Data source connectivity

Get started with Pentaho Data Catalog

Version
10.1.x
Audience
anonymous
Part Number
MK-95PDC001-02
The following table contains the supported data sources and respective requirements to connect with Data Catalog.
Data source Requirements
AWS S3
  • AWS region where the S3 bucket was created
  • Access key and secret access key
  • Read-only permissions to the S3 bucket
Azure Blob Storage
  • Account Fully Qualified Domain Name (FQDN)

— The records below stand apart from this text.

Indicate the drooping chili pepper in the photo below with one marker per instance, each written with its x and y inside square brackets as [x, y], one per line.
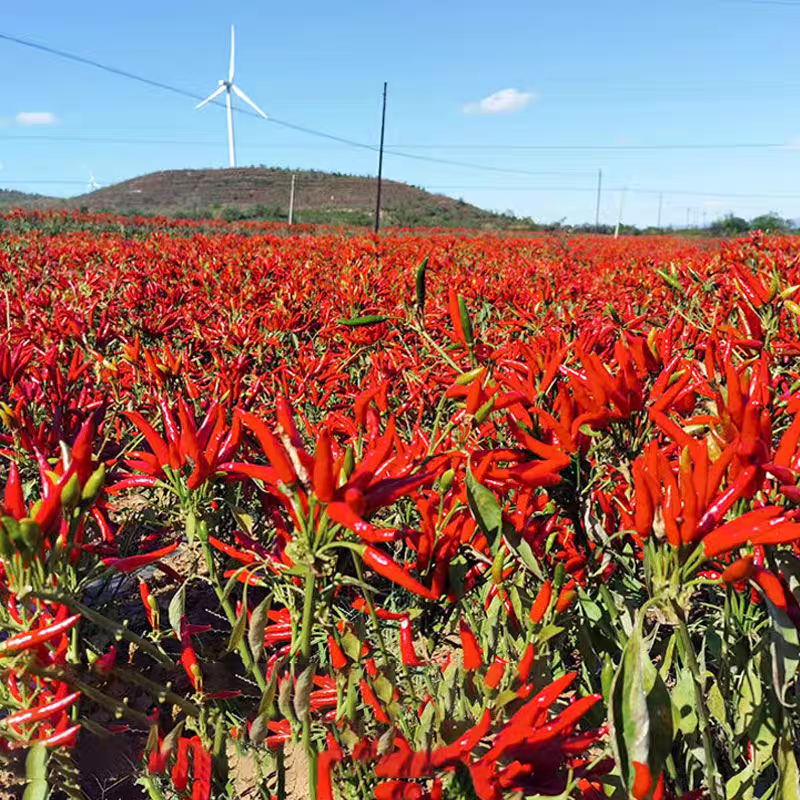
[740, 570]
[190, 664]
[338, 658]
[27, 641]
[495, 673]
[232, 552]
[272, 448]
[565, 597]
[541, 603]
[771, 586]
[407, 651]
[41, 712]
[180, 769]
[14, 499]
[132, 563]
[65, 738]
[717, 510]
[157, 444]
[201, 770]
[526, 663]
[389, 569]
[472, 654]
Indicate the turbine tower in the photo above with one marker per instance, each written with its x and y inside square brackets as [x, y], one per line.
[228, 86]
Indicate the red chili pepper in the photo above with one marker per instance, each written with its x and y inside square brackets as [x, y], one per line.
[201, 771]
[180, 769]
[189, 663]
[14, 499]
[541, 603]
[132, 563]
[42, 712]
[643, 501]
[642, 781]
[471, 651]
[272, 448]
[566, 596]
[495, 673]
[717, 510]
[157, 444]
[740, 570]
[26, 641]
[237, 555]
[65, 738]
[338, 658]
[407, 652]
[384, 566]
[771, 586]
[360, 604]
[526, 663]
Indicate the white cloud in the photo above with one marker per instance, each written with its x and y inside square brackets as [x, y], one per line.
[503, 102]
[35, 118]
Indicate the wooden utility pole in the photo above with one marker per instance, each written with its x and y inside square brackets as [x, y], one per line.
[380, 163]
[291, 201]
[597, 206]
[621, 207]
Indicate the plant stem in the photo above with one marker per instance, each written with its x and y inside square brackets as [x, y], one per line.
[705, 727]
[113, 627]
[308, 612]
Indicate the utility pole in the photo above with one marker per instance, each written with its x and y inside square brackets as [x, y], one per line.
[621, 207]
[597, 206]
[380, 163]
[291, 201]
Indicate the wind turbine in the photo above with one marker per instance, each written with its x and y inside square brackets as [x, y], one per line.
[228, 86]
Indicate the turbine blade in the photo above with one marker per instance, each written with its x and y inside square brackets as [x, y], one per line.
[247, 100]
[233, 46]
[216, 93]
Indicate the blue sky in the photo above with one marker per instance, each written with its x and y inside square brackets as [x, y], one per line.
[496, 85]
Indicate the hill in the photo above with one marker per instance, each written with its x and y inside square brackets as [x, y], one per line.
[263, 193]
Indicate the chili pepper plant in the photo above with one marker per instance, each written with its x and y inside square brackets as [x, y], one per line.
[418, 516]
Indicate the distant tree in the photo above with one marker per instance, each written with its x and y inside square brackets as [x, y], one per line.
[770, 223]
[729, 225]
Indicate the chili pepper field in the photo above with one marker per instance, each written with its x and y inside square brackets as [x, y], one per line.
[424, 515]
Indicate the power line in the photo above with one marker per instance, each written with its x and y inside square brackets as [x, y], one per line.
[393, 150]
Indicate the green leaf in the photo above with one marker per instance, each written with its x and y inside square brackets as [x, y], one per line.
[258, 624]
[361, 322]
[784, 649]
[750, 697]
[683, 699]
[788, 774]
[177, 609]
[424, 726]
[485, 509]
[717, 708]
[237, 634]
[741, 785]
[302, 692]
[36, 763]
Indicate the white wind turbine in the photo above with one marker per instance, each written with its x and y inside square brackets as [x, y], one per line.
[228, 86]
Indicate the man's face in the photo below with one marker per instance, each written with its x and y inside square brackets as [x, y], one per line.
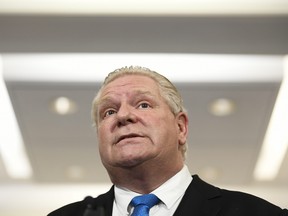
[136, 125]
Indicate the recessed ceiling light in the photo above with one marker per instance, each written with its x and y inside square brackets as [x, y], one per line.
[64, 106]
[222, 107]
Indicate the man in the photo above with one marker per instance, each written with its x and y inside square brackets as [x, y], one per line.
[142, 130]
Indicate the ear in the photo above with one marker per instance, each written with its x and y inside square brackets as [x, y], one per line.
[182, 121]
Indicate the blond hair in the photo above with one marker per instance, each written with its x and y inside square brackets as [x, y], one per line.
[167, 90]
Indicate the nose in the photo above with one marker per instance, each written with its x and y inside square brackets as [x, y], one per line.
[125, 115]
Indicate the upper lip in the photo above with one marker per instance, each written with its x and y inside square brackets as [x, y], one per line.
[131, 135]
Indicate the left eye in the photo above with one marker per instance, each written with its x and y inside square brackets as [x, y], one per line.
[144, 105]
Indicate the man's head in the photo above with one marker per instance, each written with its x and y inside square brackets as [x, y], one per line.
[139, 115]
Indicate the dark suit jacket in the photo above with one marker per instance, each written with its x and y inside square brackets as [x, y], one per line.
[200, 199]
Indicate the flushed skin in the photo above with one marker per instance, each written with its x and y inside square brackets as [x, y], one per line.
[137, 132]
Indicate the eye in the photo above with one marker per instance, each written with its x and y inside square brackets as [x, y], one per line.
[109, 112]
[144, 105]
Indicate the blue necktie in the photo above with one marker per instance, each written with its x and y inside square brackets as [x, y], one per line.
[143, 203]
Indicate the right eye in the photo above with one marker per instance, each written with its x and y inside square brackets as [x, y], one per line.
[109, 112]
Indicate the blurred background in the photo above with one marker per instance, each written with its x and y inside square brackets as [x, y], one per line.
[228, 59]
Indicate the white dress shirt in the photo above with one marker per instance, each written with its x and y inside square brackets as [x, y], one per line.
[170, 193]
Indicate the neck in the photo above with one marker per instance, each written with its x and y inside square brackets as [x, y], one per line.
[143, 179]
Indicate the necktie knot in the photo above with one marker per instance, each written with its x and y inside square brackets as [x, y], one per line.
[143, 203]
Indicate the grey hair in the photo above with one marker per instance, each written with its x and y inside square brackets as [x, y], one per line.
[167, 90]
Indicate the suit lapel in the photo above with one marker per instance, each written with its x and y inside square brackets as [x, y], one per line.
[200, 199]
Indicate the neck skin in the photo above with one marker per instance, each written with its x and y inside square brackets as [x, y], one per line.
[146, 177]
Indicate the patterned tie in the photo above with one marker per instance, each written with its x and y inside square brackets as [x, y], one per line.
[143, 203]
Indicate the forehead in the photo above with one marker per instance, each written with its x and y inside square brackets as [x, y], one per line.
[131, 83]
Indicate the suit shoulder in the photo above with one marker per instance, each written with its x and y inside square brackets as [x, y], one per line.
[78, 208]
[236, 202]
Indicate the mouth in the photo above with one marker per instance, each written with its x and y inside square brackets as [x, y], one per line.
[127, 136]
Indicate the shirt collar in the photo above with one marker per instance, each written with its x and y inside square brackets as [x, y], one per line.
[179, 182]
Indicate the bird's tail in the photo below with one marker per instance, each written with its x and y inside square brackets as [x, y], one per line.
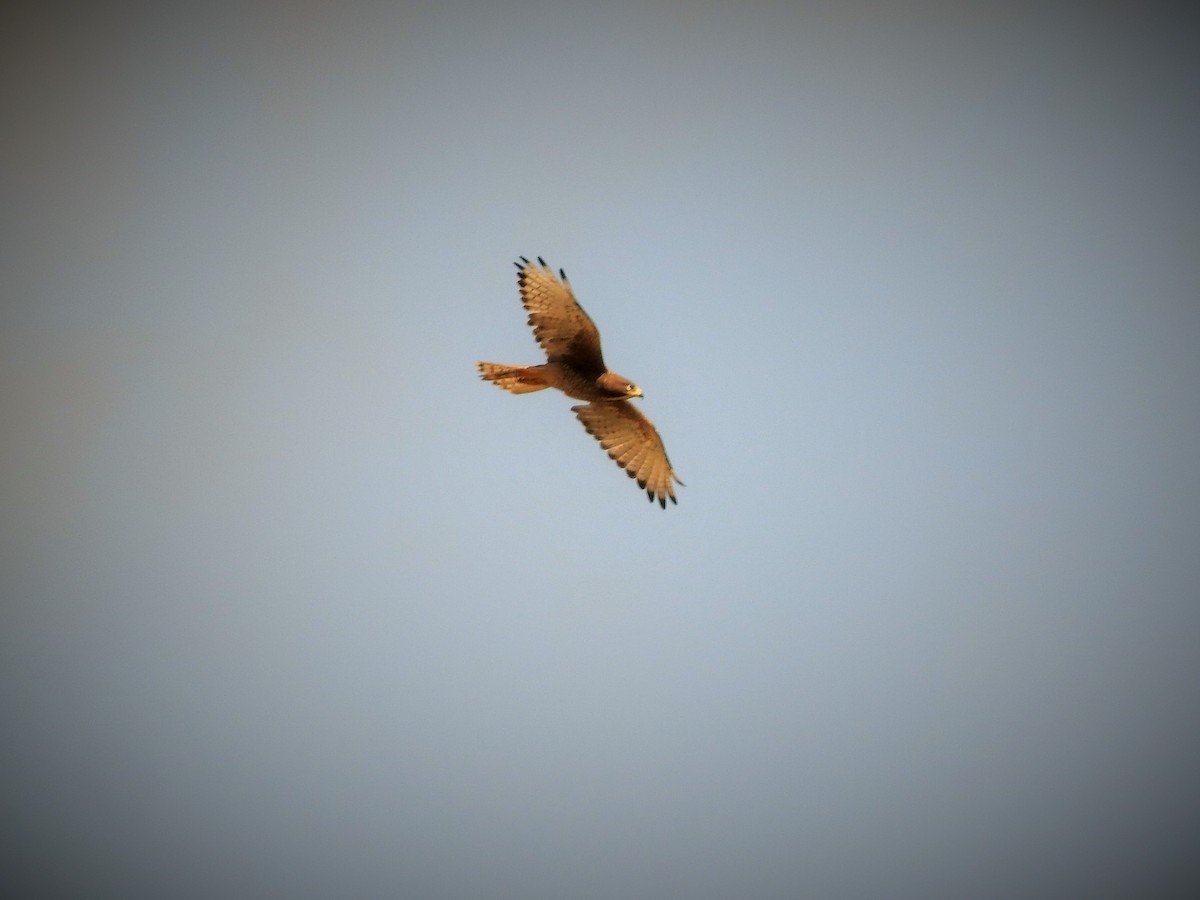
[519, 379]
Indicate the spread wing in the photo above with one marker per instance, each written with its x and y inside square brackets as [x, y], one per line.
[634, 444]
[563, 330]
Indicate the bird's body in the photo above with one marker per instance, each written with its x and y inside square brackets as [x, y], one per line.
[575, 366]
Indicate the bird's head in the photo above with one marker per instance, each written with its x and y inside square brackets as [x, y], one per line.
[618, 387]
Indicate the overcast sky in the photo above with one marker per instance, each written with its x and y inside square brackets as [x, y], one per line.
[295, 606]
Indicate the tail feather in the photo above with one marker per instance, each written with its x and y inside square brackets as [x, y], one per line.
[519, 379]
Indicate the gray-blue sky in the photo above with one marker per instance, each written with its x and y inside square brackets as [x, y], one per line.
[294, 605]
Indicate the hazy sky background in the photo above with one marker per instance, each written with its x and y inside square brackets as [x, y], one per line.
[295, 606]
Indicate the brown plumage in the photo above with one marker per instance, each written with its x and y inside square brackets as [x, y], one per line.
[575, 366]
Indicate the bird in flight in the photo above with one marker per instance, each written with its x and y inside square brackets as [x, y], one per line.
[575, 366]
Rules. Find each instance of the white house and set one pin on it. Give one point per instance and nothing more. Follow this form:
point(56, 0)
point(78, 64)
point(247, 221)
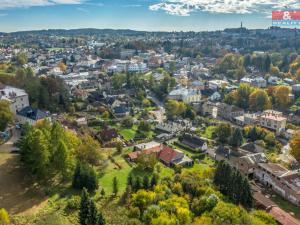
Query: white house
point(31, 115)
point(18, 98)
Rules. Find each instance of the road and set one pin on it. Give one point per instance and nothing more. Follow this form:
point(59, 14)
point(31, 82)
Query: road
point(9, 145)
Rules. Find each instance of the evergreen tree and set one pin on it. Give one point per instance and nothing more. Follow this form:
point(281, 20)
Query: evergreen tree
point(130, 180)
point(154, 180)
point(101, 220)
point(137, 184)
point(146, 182)
point(236, 138)
point(93, 214)
point(102, 192)
point(84, 208)
point(115, 186)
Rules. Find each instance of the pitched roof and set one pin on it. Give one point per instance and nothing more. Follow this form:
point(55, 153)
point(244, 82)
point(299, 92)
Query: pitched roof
point(192, 141)
point(32, 113)
point(134, 155)
point(168, 154)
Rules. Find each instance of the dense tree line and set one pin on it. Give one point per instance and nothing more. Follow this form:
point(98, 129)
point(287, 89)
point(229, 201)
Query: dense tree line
point(89, 214)
point(233, 184)
point(6, 115)
point(48, 150)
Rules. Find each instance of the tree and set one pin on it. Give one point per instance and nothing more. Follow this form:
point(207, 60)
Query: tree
point(175, 108)
point(223, 132)
point(84, 208)
point(102, 192)
point(119, 147)
point(4, 217)
point(259, 100)
point(242, 96)
point(143, 198)
point(146, 184)
point(127, 122)
point(154, 180)
point(88, 151)
point(118, 80)
point(295, 146)
point(234, 184)
point(236, 139)
point(62, 66)
point(21, 59)
point(115, 186)
point(92, 217)
point(144, 126)
point(6, 115)
point(281, 96)
point(101, 220)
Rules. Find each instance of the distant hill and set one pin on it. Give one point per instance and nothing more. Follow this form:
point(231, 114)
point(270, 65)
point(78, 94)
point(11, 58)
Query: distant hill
point(85, 31)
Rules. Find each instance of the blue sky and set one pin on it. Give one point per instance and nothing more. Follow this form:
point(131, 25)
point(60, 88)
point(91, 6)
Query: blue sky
point(153, 15)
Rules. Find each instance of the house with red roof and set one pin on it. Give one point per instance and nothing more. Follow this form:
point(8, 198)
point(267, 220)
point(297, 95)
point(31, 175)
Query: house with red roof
point(164, 153)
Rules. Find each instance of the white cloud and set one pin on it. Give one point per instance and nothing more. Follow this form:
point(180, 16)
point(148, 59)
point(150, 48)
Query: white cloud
point(6, 4)
point(83, 10)
point(185, 7)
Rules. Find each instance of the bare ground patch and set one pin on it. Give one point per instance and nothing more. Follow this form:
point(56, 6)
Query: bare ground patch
point(19, 194)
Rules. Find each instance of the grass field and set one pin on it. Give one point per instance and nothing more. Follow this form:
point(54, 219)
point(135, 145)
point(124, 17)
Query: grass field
point(18, 192)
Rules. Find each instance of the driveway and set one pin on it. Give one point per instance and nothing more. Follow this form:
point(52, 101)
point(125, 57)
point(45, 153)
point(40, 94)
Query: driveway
point(9, 145)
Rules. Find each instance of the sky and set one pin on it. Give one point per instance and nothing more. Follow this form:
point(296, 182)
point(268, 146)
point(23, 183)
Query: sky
point(145, 15)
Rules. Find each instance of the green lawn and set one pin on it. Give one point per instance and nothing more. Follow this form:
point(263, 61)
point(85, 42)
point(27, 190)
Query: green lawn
point(208, 132)
point(121, 174)
point(287, 206)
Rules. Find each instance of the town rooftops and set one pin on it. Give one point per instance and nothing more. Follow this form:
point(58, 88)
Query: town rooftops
point(274, 169)
point(168, 154)
point(147, 145)
point(155, 149)
point(9, 92)
point(273, 117)
point(32, 113)
point(292, 178)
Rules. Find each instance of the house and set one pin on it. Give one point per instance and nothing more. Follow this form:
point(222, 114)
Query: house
point(229, 112)
point(173, 127)
point(164, 153)
point(209, 109)
point(171, 157)
point(107, 134)
point(217, 84)
point(186, 95)
point(149, 149)
point(30, 115)
point(193, 142)
point(256, 82)
point(143, 146)
point(273, 120)
point(17, 98)
point(247, 163)
point(252, 148)
point(284, 182)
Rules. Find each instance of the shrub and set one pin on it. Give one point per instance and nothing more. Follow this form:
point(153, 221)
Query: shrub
point(73, 203)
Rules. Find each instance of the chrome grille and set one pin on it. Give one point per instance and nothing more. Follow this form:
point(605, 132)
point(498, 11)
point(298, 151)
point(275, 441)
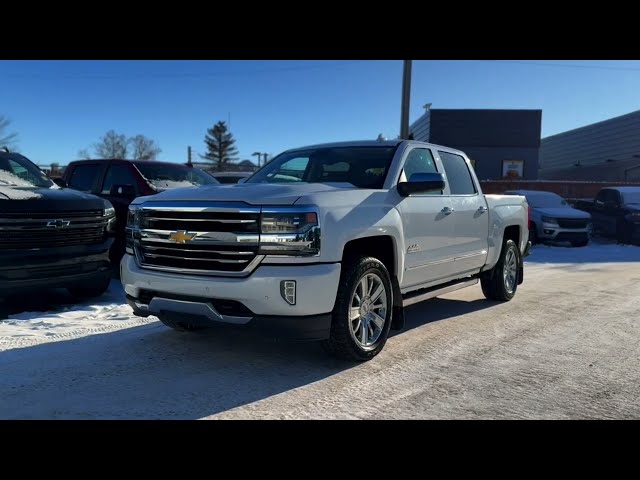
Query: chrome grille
point(224, 238)
point(36, 230)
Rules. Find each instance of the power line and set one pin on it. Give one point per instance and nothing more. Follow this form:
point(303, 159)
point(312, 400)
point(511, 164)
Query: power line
point(191, 74)
point(568, 65)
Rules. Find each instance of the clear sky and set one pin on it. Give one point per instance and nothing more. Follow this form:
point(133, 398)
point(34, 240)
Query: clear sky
point(60, 107)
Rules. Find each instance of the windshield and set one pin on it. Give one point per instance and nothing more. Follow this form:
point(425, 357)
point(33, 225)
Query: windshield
point(548, 200)
point(363, 167)
point(17, 171)
point(631, 197)
point(169, 176)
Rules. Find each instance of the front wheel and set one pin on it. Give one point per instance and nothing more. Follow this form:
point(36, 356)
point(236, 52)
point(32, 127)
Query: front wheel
point(362, 312)
point(502, 282)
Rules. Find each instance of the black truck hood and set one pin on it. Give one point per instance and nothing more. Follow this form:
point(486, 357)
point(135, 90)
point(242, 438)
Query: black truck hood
point(18, 200)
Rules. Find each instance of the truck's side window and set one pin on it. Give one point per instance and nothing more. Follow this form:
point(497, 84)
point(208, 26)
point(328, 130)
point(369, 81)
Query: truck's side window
point(118, 174)
point(419, 160)
point(458, 175)
point(84, 177)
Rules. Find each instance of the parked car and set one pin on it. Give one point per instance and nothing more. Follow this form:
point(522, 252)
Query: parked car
point(615, 212)
point(231, 177)
point(51, 237)
point(120, 181)
point(327, 242)
point(553, 219)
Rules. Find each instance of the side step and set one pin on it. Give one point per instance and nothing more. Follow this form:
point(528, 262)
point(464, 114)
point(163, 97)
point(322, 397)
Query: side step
point(426, 293)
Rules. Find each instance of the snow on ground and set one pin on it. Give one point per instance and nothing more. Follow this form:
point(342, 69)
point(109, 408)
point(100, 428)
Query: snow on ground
point(58, 317)
point(598, 251)
point(65, 320)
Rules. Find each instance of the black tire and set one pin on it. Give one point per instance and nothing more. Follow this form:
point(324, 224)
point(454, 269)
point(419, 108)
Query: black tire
point(342, 342)
point(494, 285)
point(178, 325)
point(91, 291)
point(533, 234)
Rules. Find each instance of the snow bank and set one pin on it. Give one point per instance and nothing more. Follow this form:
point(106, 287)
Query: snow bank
point(598, 251)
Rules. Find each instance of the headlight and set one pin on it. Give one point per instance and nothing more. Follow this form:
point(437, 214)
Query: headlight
point(108, 211)
point(289, 231)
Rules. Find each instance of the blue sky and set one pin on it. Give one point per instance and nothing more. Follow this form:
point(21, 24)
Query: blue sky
point(60, 107)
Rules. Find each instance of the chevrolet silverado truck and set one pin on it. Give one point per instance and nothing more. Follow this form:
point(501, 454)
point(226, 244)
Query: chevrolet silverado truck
point(327, 242)
point(50, 237)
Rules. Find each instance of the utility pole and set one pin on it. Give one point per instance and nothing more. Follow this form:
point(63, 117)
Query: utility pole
point(406, 94)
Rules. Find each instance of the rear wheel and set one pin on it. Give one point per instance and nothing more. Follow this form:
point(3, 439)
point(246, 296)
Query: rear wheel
point(363, 310)
point(502, 281)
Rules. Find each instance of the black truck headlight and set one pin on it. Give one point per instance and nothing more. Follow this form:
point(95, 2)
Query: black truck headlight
point(110, 214)
point(289, 231)
point(133, 222)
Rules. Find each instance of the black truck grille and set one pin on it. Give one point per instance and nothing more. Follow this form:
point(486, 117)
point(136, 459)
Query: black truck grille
point(572, 223)
point(204, 242)
point(39, 230)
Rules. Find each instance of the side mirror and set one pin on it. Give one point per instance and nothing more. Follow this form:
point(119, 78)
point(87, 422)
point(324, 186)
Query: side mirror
point(60, 182)
point(421, 183)
point(123, 191)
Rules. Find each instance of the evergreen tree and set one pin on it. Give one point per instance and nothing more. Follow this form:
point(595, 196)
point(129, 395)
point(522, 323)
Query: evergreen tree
point(221, 149)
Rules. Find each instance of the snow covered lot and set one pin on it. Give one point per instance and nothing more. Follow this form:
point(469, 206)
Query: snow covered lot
point(568, 346)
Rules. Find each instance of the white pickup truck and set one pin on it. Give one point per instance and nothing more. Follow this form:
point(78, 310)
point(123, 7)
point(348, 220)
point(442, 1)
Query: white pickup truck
point(327, 242)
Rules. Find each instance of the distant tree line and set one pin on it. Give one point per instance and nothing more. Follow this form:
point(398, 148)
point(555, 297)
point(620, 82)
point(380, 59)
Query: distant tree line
point(117, 145)
point(7, 139)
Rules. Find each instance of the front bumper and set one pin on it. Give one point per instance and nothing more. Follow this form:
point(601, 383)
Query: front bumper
point(53, 268)
point(250, 301)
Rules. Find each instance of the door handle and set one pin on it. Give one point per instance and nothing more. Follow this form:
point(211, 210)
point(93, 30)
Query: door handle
point(447, 210)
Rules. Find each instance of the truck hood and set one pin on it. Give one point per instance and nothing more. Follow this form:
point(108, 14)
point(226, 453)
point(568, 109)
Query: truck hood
point(251, 193)
point(55, 200)
point(562, 212)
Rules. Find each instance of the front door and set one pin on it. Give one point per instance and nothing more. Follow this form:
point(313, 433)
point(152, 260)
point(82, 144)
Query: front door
point(427, 226)
point(469, 239)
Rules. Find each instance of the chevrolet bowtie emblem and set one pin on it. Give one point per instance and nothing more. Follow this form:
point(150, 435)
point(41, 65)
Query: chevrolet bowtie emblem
point(181, 236)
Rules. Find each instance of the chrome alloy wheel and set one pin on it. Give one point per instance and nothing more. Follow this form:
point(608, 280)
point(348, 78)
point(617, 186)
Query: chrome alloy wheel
point(368, 310)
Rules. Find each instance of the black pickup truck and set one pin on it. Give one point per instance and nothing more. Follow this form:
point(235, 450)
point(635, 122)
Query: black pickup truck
point(615, 212)
point(50, 237)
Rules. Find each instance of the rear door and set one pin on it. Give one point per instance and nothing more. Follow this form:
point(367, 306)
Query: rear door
point(427, 225)
point(470, 225)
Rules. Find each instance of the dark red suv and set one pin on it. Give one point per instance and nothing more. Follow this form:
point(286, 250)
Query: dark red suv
point(120, 181)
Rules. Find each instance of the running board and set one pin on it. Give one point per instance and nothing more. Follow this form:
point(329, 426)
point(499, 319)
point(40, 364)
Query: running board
point(427, 293)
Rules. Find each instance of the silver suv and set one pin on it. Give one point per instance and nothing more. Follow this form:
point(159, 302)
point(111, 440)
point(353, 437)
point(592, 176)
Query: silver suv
point(553, 219)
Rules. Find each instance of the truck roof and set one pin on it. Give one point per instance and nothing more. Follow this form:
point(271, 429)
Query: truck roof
point(374, 143)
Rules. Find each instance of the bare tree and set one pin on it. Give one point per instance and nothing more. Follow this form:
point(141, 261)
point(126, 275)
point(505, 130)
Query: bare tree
point(112, 145)
point(144, 148)
point(84, 154)
point(6, 139)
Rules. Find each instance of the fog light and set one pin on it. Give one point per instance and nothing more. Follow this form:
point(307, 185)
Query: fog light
point(288, 291)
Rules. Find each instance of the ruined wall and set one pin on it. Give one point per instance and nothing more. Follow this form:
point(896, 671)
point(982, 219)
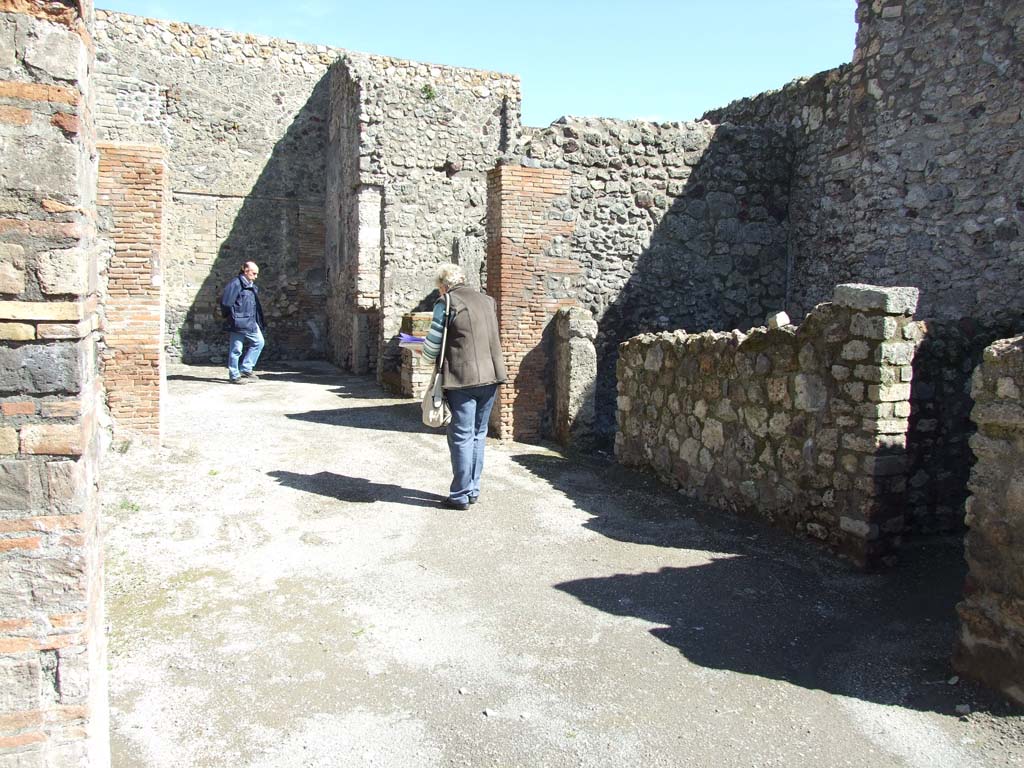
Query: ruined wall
point(905, 172)
point(805, 427)
point(990, 647)
point(244, 122)
point(53, 709)
point(416, 141)
point(678, 225)
point(907, 161)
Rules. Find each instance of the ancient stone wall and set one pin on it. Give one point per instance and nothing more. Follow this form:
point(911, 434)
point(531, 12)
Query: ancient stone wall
point(938, 449)
point(244, 121)
point(53, 709)
point(906, 162)
point(805, 427)
point(576, 375)
point(990, 646)
point(678, 225)
point(904, 173)
point(415, 142)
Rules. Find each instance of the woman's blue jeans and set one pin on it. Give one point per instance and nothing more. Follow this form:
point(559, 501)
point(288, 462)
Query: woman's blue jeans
point(254, 339)
point(467, 434)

  • Client ID and client key
  • authTokenEndpoint
HCP
  • AWS region where the S3 bucket was created
  • Access key and secret access key
  • Read-only permissions to the S3 bucket
HDFS
  • Hadoop version 2.7.2 and later
  • URI should provide a hostname and share folder details
  • Path of the directory that needs to be scanned
  • Read-only access to the directory
To install Data Storage Optimizer for Hadoop, see Installing Data Storage Optimizer for Hadoop.
OneDrive and SharePoint
  • Application (client) ID, Directory (tenant ID), and clientSecret from a registered app on the Azure portal
  • Delegated permissions and Application permissions in the registered app
  • Read-only permissions to the OneDrive and SharePoint sites
RDBMS Read-only access to all database objects and system catalog tables to perform data profiling
SMB/CIFS
  • URI should provide a hostname and share folder details
  • Username and password to access the SMB/CIFS Share Directory
  • Path of directory that needs to be scanned
  • Read-only access is required
Note: For optimizing data sources using Pentaho Data Storage Optimizer, read, write, and execute permissions are required in addition to the listed requirements.